Two complete flows is the sweet spot. More is noise.

Step 6: Deep dive

The interviewer will pick one component and ask you to go deeper. Common targets:

The timeline cache: push vs pull vs hybrid for celebrities with millions of followers.
The follow graph: how to scale to billions of edges, partitioning strategy.
The tweet store: sharding key, secondary indexes, hotspot mitigation.

Be ready with a real opinion. For the timeline: hybrid is the right answer. Use push fan-out for users with under ~10k followers, pull for celebrities, merge at read time. State the trade-off out loud — push optimizes reads, pull optimizes writes, hybrid balances both at the cost of complexity.

Show what you would build, what you would avoid, and why. Vague answers (“we could use a queue”) read as junior. Specific answers (“Kafka with a partition per shard, 7-day retention, exactly-once semantics via idempotent producers”) read as senior.

Step 7: Bottlenecks and trade-offs

End the interview by surfacing the weak points before they are pointed out. For Twitter:

Celebrity fan-out is the obvious choke point. Mitigation: hybrid timeline strategy.
Hot tweets create read hotspots. Mitigation: a tweet-level cache with TTL and request coalescing.
The follow graph is huge. Mitigation: shard by user_id, replicate for read traffic.
Eventual consistency on timelines is acceptable. State that you are accepting it and why.

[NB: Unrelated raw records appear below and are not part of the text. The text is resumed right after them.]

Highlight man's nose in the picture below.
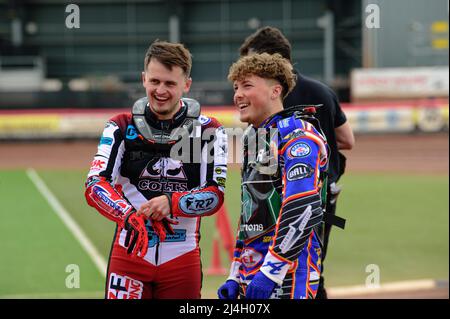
[234,89,242,102]
[155,83,166,94]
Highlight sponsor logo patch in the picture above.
[216,177,227,187]
[287,163,314,181]
[91,160,106,171]
[99,136,113,145]
[178,192,219,215]
[198,115,211,125]
[108,273,144,299]
[241,247,263,268]
[125,125,138,140]
[288,142,311,158]
[91,185,130,216]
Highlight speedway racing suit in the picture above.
[85,98,227,298]
[228,108,328,299]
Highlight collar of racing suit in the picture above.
[144,100,188,130]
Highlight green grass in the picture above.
[325,175,449,285]
[0,171,101,298]
[0,170,449,298]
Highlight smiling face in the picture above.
[142,58,192,120]
[234,74,283,127]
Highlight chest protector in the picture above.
[121,98,202,198]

Acknowledging trade-offs is not weakness — it is the defining mark of a senior engineer. Designs that pretend they have no weaknesses get marked down because the interviewer knows the weaknesses exist.

Time budget for a 45-minute interview

Clarify:           5 min
Estimate:          3 min
API:               4 min
Data model:        5 min
High-level:        10 min
Deep dive:         12 min
Bottlenecks:       5 min
Buffer:            1 min

Adjust as needed but keep the order. Out-of-order designs feel chaotic to the interviewer even when the technical content is correct.

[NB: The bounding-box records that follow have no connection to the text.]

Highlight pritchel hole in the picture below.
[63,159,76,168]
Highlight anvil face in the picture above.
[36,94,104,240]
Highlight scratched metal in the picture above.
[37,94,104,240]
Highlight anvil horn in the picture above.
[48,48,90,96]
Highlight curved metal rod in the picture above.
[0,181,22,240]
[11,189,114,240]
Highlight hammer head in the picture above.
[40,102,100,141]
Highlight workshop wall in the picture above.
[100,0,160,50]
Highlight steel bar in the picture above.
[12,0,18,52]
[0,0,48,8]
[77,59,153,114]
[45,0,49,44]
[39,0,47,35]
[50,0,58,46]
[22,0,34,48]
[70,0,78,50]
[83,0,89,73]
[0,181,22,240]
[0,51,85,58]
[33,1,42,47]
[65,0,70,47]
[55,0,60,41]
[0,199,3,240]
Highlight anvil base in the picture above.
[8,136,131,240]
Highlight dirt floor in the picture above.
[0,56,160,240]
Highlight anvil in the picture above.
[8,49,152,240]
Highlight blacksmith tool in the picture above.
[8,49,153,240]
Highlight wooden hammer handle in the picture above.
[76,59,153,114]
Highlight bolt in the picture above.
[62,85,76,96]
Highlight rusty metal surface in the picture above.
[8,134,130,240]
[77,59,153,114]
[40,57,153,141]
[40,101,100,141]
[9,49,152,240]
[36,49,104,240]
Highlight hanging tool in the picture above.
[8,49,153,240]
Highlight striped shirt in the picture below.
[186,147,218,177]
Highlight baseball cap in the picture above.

Practice without a partner

Pick a problem, set a 45-minute timer, and run the whole framework solo. Record yourself talking through it. Re-watch the next day — you will be embarrassed, and that embarrassment is the fastest path to improvement.

The framework is not the answer to system design. It is the scaffolding that lets your knowledge come out under pressure. Drill it until it is automatic, then your real skill — judgment about distributed systems — gets to shine.